A: Four. Calling a tail a leg does not make it one.
It may be *convenient* to misuse technical terms, but it does you
no good.
"Jargon, n. 1. words or expressions used by a particular group
or profession (/medical jargon/)." --The Pocket Oxford Dictionary
Jargon *does* impose a barrier to understanding by those "not in
the know". The problem, however, is that jargon exists precisely
because it has very specific meanings to those who *are* "in the
know". You would not want your doctor to analyze your condition,
then call a surgeon on the phone and tell him "I need you to sew
up her leg" if the actual particular problem is that he needs the
surgeon to operate on your knee to reconnect your medial collateral
ligament. While this ligament is "in your leg" (insofar as one's
knee can be said to be part of one's leg), and it may need to be
"sewn up", it is important, even crucial, that the communication
between the two entities (here your doctor and the surgeon) be
precise.
Again, this is entirely wrong. The *languages* do not *contain*
the bugs. The languages -- whether COBOL, assembly, Perl, C, or
English -- are merely the medium in which people write faulty
messages. You persist in misusing the jargon, even after people
have told you that you have misused the jargon. This is like going
to the surgeon and asking him to work on the "medial collateral
ligament in my thigh", or -- knowing that it *is* a problem in your
knee -- telling him to "be careful of that achilles tendon while
you are in there" (the achilles tendon connects the calf muscle to
the calcaneus -- the "heelbone").
>You are only arguing semantics because ...
"semantic, adj. of meaning in language" --ibid.
We are arguing semantics because your precise meanings are wrong!

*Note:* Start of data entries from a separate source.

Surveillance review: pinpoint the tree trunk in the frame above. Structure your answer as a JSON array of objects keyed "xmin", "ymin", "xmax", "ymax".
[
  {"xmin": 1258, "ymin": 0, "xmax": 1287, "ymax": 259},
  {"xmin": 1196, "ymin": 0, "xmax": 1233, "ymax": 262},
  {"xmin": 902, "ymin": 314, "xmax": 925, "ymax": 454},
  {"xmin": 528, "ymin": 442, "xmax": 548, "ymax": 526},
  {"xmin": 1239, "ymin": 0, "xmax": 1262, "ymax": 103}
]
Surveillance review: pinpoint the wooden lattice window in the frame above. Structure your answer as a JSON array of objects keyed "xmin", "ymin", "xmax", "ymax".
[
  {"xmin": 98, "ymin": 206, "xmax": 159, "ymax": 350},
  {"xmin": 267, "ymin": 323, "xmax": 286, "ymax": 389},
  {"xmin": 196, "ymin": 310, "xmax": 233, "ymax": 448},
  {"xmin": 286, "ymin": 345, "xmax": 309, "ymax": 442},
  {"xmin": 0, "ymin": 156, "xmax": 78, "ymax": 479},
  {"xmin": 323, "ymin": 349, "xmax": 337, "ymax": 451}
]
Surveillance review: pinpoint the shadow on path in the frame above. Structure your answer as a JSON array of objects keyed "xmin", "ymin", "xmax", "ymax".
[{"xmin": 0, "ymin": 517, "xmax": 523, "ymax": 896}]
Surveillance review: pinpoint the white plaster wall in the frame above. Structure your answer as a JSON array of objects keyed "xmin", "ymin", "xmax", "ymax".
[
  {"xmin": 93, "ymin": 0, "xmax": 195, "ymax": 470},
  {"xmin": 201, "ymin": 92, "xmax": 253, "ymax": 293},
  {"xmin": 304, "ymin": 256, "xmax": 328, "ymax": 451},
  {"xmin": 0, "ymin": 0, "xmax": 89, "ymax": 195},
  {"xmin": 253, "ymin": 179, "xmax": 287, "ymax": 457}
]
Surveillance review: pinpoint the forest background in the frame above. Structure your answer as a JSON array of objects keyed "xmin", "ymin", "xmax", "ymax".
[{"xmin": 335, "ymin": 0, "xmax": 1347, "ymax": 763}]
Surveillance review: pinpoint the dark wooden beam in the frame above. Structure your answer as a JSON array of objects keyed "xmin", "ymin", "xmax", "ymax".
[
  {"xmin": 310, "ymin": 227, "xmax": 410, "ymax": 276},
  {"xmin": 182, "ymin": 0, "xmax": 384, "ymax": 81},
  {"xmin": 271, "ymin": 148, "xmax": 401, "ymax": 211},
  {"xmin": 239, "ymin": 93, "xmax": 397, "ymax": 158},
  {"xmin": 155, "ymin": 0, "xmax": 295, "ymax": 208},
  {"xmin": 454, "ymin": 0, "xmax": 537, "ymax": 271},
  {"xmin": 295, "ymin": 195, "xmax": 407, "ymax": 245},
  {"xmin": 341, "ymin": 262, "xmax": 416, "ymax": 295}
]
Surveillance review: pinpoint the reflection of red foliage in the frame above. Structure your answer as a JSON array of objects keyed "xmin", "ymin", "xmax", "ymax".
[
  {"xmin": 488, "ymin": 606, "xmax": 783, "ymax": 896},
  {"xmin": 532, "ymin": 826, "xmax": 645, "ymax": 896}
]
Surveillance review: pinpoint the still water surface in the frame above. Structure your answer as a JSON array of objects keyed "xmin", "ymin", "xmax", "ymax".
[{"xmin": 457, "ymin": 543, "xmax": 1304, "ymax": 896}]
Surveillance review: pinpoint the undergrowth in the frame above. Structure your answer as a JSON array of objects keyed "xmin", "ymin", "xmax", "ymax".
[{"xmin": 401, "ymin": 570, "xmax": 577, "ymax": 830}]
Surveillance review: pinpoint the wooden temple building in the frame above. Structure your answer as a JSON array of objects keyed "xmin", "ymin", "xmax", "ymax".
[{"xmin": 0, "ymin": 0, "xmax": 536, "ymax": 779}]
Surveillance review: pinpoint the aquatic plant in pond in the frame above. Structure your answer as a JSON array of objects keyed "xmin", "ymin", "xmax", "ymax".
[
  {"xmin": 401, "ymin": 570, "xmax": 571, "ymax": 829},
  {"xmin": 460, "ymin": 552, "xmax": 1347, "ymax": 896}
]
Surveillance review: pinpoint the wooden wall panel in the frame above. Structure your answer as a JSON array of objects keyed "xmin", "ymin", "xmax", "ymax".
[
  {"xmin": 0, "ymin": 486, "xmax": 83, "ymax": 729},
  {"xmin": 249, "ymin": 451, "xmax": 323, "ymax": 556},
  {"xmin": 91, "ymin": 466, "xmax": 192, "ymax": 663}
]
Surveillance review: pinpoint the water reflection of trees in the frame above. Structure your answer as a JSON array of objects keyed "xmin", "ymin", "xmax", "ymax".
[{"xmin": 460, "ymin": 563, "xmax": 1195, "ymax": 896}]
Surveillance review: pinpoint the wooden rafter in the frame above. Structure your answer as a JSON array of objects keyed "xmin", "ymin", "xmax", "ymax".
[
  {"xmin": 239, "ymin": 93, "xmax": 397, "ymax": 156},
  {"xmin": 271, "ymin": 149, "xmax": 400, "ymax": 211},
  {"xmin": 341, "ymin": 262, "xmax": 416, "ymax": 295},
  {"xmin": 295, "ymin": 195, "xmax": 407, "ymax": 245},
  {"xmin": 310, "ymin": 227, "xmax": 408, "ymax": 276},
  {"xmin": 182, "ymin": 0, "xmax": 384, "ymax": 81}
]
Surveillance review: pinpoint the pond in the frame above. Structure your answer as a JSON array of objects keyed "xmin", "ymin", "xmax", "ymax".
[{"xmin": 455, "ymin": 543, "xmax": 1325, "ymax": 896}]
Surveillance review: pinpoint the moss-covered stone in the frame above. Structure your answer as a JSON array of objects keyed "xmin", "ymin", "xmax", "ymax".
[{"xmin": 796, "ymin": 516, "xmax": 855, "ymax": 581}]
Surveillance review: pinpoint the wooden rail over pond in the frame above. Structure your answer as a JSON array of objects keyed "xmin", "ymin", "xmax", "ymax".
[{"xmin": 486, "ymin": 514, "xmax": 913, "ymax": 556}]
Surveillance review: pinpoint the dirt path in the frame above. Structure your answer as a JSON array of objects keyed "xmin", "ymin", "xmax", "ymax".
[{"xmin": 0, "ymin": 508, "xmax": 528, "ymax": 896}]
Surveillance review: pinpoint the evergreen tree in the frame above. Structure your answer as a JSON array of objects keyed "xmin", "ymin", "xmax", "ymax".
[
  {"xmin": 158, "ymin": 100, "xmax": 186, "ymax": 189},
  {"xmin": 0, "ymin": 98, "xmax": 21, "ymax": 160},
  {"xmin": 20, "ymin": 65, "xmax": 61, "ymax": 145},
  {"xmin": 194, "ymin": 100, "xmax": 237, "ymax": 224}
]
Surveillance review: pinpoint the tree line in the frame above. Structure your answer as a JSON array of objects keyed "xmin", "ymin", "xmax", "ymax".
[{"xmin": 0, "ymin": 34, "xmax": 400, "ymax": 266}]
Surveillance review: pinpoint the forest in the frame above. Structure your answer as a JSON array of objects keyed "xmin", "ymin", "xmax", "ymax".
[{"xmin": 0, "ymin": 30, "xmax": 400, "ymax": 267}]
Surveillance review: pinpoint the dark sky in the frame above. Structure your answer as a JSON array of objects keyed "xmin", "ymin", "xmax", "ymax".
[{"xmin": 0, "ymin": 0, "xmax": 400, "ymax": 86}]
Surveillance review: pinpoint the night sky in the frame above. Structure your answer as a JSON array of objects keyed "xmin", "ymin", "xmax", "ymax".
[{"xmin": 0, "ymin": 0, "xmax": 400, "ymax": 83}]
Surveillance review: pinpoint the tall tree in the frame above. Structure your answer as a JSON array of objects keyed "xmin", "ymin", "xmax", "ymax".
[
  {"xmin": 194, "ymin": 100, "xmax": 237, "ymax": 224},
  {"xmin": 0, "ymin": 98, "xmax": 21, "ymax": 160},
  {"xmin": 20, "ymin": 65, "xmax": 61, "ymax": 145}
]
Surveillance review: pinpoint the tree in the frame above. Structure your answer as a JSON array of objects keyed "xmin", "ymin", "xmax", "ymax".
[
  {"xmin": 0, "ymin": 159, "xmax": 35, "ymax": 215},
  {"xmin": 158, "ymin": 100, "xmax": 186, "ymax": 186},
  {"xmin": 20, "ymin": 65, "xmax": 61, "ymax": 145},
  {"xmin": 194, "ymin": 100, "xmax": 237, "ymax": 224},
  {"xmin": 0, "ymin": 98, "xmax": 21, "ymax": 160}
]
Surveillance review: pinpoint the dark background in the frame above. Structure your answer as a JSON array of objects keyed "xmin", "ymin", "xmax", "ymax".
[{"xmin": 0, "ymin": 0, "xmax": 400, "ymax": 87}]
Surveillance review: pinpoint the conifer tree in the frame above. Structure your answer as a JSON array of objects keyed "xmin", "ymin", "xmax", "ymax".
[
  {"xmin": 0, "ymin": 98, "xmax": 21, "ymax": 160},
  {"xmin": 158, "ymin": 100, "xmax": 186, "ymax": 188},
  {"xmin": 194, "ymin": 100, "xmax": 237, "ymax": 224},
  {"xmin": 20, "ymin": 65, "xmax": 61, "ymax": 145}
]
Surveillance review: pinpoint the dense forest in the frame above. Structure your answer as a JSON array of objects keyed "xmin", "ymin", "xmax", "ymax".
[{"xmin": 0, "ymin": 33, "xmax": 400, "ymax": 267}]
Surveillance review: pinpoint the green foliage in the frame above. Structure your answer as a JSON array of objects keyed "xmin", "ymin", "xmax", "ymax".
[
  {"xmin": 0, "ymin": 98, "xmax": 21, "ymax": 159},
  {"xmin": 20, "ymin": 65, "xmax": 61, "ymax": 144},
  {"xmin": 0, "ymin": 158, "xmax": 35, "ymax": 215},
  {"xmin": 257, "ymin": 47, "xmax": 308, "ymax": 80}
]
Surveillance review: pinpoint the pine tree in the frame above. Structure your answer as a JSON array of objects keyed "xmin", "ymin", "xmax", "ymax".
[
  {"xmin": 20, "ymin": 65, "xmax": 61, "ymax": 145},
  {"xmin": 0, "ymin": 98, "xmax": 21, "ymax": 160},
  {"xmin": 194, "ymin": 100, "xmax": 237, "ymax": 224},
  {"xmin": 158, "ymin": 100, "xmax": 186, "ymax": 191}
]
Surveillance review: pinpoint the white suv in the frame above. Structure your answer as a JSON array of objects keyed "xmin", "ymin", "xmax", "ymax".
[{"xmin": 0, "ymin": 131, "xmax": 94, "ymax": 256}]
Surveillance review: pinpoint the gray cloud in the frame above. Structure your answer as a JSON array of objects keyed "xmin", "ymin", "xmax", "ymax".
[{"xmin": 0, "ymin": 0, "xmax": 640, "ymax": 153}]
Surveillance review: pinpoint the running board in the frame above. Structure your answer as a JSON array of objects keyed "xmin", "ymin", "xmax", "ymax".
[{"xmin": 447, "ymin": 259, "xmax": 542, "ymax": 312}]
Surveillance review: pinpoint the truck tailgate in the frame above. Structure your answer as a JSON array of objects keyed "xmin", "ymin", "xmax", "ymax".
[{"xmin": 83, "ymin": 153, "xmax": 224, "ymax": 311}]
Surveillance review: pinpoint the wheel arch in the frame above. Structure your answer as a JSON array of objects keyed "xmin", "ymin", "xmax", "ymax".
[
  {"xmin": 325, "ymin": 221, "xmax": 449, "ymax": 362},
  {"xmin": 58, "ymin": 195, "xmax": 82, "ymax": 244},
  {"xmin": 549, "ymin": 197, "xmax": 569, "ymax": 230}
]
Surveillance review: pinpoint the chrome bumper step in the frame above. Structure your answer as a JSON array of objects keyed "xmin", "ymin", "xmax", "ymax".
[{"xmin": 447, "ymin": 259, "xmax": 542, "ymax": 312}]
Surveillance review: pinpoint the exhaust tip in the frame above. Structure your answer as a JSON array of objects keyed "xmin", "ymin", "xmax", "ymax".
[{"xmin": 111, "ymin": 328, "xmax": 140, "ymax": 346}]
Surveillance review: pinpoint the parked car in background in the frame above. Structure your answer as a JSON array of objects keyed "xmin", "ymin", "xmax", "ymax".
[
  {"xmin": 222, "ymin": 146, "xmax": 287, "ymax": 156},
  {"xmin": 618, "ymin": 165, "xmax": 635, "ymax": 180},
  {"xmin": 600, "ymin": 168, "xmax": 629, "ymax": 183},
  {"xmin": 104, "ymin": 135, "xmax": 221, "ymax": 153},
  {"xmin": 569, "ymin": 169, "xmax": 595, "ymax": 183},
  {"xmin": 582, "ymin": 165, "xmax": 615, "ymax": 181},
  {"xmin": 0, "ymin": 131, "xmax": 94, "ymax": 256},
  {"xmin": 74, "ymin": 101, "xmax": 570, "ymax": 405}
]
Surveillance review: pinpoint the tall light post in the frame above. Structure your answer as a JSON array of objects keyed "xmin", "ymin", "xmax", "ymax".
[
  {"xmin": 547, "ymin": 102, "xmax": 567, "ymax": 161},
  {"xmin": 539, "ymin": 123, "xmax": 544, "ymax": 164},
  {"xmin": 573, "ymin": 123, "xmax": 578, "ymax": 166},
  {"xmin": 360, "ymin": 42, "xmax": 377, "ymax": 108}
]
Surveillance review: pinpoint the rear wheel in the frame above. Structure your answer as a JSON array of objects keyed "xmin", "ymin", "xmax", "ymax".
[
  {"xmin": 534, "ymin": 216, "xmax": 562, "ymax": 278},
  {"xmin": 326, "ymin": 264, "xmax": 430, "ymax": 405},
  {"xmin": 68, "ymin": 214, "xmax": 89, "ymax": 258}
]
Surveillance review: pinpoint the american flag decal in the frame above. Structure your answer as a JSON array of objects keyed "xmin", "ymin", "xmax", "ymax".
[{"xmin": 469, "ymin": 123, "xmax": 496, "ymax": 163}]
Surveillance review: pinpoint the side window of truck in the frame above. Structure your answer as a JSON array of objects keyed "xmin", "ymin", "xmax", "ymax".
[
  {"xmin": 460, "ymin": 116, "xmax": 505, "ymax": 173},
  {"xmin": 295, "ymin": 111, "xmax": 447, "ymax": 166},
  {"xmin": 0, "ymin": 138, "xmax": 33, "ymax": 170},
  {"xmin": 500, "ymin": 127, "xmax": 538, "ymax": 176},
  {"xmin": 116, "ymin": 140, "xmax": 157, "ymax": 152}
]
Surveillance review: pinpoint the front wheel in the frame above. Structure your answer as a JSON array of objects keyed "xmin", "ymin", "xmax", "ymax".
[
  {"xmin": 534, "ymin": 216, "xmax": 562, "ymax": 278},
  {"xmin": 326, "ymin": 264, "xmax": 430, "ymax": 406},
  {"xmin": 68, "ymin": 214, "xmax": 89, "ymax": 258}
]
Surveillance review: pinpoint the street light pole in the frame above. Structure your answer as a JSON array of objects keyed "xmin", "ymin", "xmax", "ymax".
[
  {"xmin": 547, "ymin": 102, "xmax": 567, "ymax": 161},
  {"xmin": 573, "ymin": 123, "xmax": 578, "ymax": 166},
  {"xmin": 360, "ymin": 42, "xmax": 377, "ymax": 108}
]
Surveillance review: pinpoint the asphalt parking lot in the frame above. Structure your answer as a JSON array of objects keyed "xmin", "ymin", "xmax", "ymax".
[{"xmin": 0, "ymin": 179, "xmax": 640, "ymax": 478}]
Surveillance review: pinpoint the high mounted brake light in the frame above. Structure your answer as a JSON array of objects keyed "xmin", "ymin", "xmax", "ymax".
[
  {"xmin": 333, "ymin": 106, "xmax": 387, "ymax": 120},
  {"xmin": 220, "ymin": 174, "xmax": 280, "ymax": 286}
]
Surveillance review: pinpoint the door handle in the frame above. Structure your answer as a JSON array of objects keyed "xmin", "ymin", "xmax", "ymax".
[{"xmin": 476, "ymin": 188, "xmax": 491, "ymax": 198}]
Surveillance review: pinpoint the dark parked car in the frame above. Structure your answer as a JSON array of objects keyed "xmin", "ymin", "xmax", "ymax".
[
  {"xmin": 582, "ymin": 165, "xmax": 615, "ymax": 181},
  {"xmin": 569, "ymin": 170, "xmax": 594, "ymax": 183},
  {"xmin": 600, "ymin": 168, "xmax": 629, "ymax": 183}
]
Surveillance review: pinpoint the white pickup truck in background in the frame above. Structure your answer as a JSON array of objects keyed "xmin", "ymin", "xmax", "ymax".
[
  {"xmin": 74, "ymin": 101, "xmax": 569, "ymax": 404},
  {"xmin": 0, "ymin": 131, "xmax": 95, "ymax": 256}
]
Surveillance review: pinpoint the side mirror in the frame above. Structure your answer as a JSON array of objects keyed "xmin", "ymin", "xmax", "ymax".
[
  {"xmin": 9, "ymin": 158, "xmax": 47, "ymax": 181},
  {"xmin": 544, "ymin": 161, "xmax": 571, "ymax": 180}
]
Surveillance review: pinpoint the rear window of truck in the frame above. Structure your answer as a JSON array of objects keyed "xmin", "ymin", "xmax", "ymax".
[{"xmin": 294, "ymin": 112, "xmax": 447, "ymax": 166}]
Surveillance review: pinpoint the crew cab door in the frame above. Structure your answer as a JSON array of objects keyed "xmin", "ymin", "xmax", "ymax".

If you want to gronk the robbits, you must first snarkelate the
flembles.
What does the indented sentence above mean? No one can say, and
the reason is "semantics". Syntactically we can see that "gronk"
and "snarkelate" must be verbs -- they must refer to some action
a person can perform. "Robbits" and "flembles" must be predictate
nouns (or adjectives performing as nouns). But we still need to
know what they *mean*!
I really hate this damn machine
I wish that they would sell it
It never does quite what I want
But only what I tell it. -- programmer's lament
Semantics matter. Since computers do what you tell them to, whether
or not that is what you meant, semantics in programming matter
enormously.
>you are unable to sucessfully argue against my main point which is
>that the Perl programming language is Y2K booby trapped.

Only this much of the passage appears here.